Angela avait omis une intéressante partie de l’histoire. Elle avait passé sous silence le fait que ce jour-là, le 24 décembre, elle, Frank et le petit Newt s’étaient partagé la glace-9 de leur père.
Fabri-Tek
Angela insista pour que je regarde les autres photos.
— Ça, c’est moi, croyez-le si vous voulez.
Elle me montra une adolescente d’un mètre quatre-vingts, une clarinette à la main, revêtue de l’uniforme de la fanfare du lycée d’Ilium, les cheveux serrés sous un shako, souriant avec une timidité enjouée.
Puis Angela, cette femme à qui Dieu n’avait virtuellement rien donné pour décrocher un mari, me fit voir une photo de son époux.
— Voici donc Harrison C. Conners ! m’écriai-je.
J’étais sidéré. Conners était remarquablement bel homme et il avait l’air de le savoir. Il s’habillait avec chic et ses yeux exprimaient la félicité paresseuse d’un Don Juan.
— Que… que fait-il ? demandai-je.
— Il est président de Fabri-Tek.
— Dans l’électronique ?
— Je ne pourrais pas vous le dire, même si je le savais. C’est ultrasecret : la firme travaille pour le gouvernement.
— Des armes ?
— Enfin, la guerre de toute façon.
— Comment vous êtes-vous rencontrés ?
— Il était assistant de mon père au laboratoire. Puis il est parti pour Indianapolis, où il a fondé Fabri-Tek.
— De telle sorte que votre mariage est venu couronner un long roman d’amour ?
— Pas du tout. Je crois qu’il ignorait même jusqu’à mon existence. Moi, je le trouvais gentil, mais jusqu’à la mort de papa, il n’a jamais fait attention à moi. Un jour, il est passé par Ilium. J’étais toute seule dans la grande maison, désœuvrée, et je pensais que ma vie était finie…
Elle parla des affreuses journées, des semaines qui avaient suivi la mort de son père.

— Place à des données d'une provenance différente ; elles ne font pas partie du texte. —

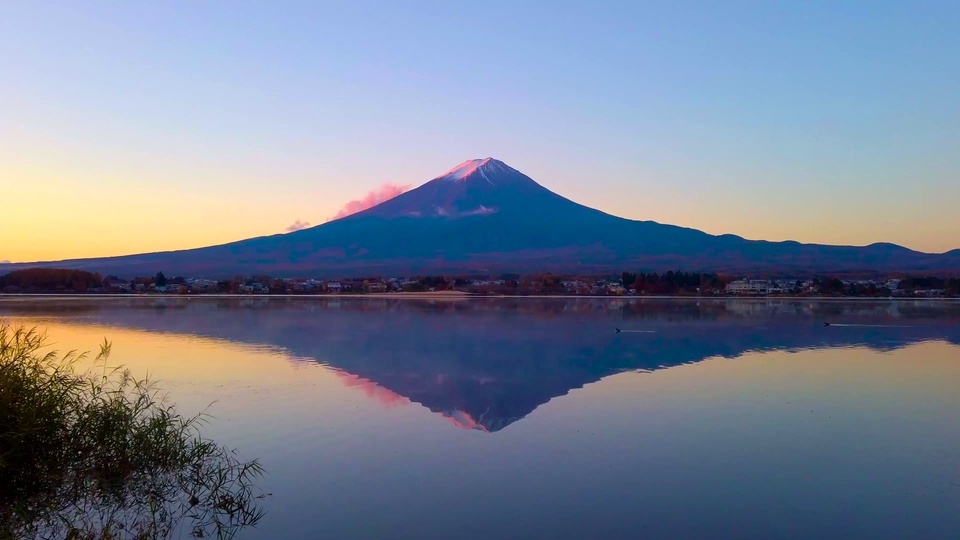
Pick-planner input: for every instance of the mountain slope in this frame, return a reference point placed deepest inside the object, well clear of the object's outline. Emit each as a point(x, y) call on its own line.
point(485, 216)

— Seule dans cette grande maison avec le petit Newt… Frank avait disparu, et les fantômes faisaient dix fois plus de bruit que Newt et moi. J’avais consacré toute ma vie à prendre soin de papa, à le conduire à son travail, à le ramener à la maison, à l’emmitoufler quand il faisait froid, à lui ôter ses lainages quand il faisait chaud, à le faire manger, à payer ses factures. Et soudain, je n’avais plus rien à faire. Je n’avais jamais eu d’amis intimes, je n’avais pas une âme vers qui me tourner, à part Newt.

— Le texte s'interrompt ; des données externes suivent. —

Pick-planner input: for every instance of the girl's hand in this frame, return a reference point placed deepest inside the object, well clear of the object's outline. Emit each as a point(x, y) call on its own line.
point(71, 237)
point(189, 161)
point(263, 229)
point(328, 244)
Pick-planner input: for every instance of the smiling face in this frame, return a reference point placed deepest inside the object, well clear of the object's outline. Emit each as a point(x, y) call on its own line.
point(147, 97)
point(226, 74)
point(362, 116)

» Et puis un beau jour, continua-t-elle, on a frappé à la porte. C’était Harrison Conners. C’était ce que j’avais jamais vu de plus beau dans ma vie. Il est entré et nous avons parlé des derniers jours de papa, et du passé en général.
Angela pleurait presque.
— Quinze jours plus tard, nous étions mariés.
Communistes, nazis, royalistes, parachutistes et fraudeurs à la conscription
En regagnant mon siège dans l’avion, tout penaud d’avoir perdu Mona Aamons Monzano au profit de Frank, je me replongeai dans la lecture du manuscrit de Philip Castle.
Je cherchai Monzano, Mona Aamons dans l’index, et l’index me dit de consulter Aamons, Mona.
À Aamons, Mona, je trouvai presque autant de renvois au texte que sous le nom de « Papa » Monzano lui-même.
Et après Aamons, Mona venait Aamons, Nestor. Je tournai les quelques pages ayant trait à Nestor et appris qu’il était le père de Mona, Finlandais de naissance et architecte.